Olympische oder Paralympische Spiele können im eigenen Land eine Generation inspirieren, "oder im wahrsten Sinne des Wortes eine ganze Generation bewegen" - davon ist Bayerns Kultusministerin Anna Stolz (FW) überzeugt. Stolz leitet derzeit die Bildungsministerkonferenz (KMK), die sich bei ihrer Tagung in München für eine deutsche Bewerbung als Olympia-Austragungsort ausgesprochen hat.
Bundesjugendspiele wieder leistungsorientiert
Und mehr Bewegung brauchen Kinder, finden die Kultusminister. Das Ziel von Olympia in Deutschland soll auch generell für mehr Begeisterung für Sport sorgen. So sieht es auch der Erlanger Schwimmer Josia Topf, der 2024 in Paris Paralympisches Gold, Silber und Bronze holte: Olympia könne etwas Gesundes sein "worauf die Kinder Bock haben".
Auch setzt sich die KMK für mehr Leistung ein. Anna Stolz betont, "Leistung ist was verdammt Cooles. Kinder wollen sich messen". Daher haben die Bildungspolitiker beschlossen, dass Schulen die Bundesjugendspiele wieder wettkampforientiert ausführen und bewusst Leistungen messen können.
Felbinger: Braucht "Schub im Schulsport"
Für Günther Felbinger, den Präsidenten des Deutschen Sportlehrerverbands Bayern, ist klar: Mit der Olympiabewerbung muss auch "im Schulsport ein deutlicher Schub nach vorne gehen". Es müsse eine Initiative gestartet werden seitens der Länder, der Kultusministerien, "dass wir quantitativ mehr Sportunterricht haben, mehr Bewegungszeit und natürlich auch qualitativ uns verbessern".

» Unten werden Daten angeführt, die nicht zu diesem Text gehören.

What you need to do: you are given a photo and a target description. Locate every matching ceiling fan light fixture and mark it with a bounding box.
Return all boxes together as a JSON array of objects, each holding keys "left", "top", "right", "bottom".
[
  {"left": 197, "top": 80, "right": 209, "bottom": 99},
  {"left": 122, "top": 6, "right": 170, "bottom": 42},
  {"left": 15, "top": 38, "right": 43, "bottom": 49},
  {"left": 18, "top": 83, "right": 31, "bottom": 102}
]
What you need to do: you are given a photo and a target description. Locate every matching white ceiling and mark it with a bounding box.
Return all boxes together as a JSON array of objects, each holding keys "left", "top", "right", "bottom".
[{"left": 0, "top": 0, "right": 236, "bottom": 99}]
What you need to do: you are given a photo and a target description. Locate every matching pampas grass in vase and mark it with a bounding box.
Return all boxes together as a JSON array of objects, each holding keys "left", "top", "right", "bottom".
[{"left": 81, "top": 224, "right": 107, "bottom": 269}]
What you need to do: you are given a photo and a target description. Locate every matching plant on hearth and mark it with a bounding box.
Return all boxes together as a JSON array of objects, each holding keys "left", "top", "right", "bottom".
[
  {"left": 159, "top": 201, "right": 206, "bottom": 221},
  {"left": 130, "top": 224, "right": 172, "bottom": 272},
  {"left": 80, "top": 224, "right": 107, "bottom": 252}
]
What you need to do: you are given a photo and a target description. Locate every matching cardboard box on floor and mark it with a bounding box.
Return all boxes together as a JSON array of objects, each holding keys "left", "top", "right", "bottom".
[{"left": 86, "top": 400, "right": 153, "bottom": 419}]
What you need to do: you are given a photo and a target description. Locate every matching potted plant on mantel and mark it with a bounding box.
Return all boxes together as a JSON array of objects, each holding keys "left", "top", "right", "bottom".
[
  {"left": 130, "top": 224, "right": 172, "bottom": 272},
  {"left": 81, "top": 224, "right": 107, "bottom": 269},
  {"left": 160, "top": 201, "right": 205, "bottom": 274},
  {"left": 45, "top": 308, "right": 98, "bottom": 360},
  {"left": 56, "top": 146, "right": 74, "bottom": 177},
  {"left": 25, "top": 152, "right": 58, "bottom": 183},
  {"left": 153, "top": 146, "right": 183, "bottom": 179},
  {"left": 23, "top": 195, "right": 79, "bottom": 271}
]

Dafür notwendig: mehr Mittel. Es sei schade, dass die Politik seit vielen Jahren wisse, "wie schlecht es um den Schulsport bestellt ist", aber weder "das entsprechende Personal" noch das "entsprechende Geld zur Verfügung" stelle, um Personal auch zu rekrutieren, sagt der ehemalige Landtagsabgeordnete Felbinger.
Fleischmann: "Sind es leid mit der Ankündigungspolitik"
Ähnlich sieht das Simone Fleischmann, die Präsidentin des Bayerischen Lehrer- und Lehrerinnenverbands (BLLV). Gegenüber BR24 sagte sie: "Mich regt es ein stückweit auf". Seit fünf Jahren sei der Lehrermangel im Grund-, Mittel- und Förderschulbereich "eklatant", es sei eine "Flickschusterei". Durch den Ausbau zum G9 steige er auch an den Gymnasien an.
Zwar falle statistisch kaum Unterricht aus, faktisch passiere es aber regelmäßig. Oft werde Unterricht, der ausfällt, durch andere Fachlehrer vertreten – die Sportstunde finde also nicht statt, sondern stattdessen eine Mathestunde. In ihrer Zeit als Schulleiterin habe sie etwa immer wieder Kindern etwas vorgelesen, statt sie nach Hause zu schicken.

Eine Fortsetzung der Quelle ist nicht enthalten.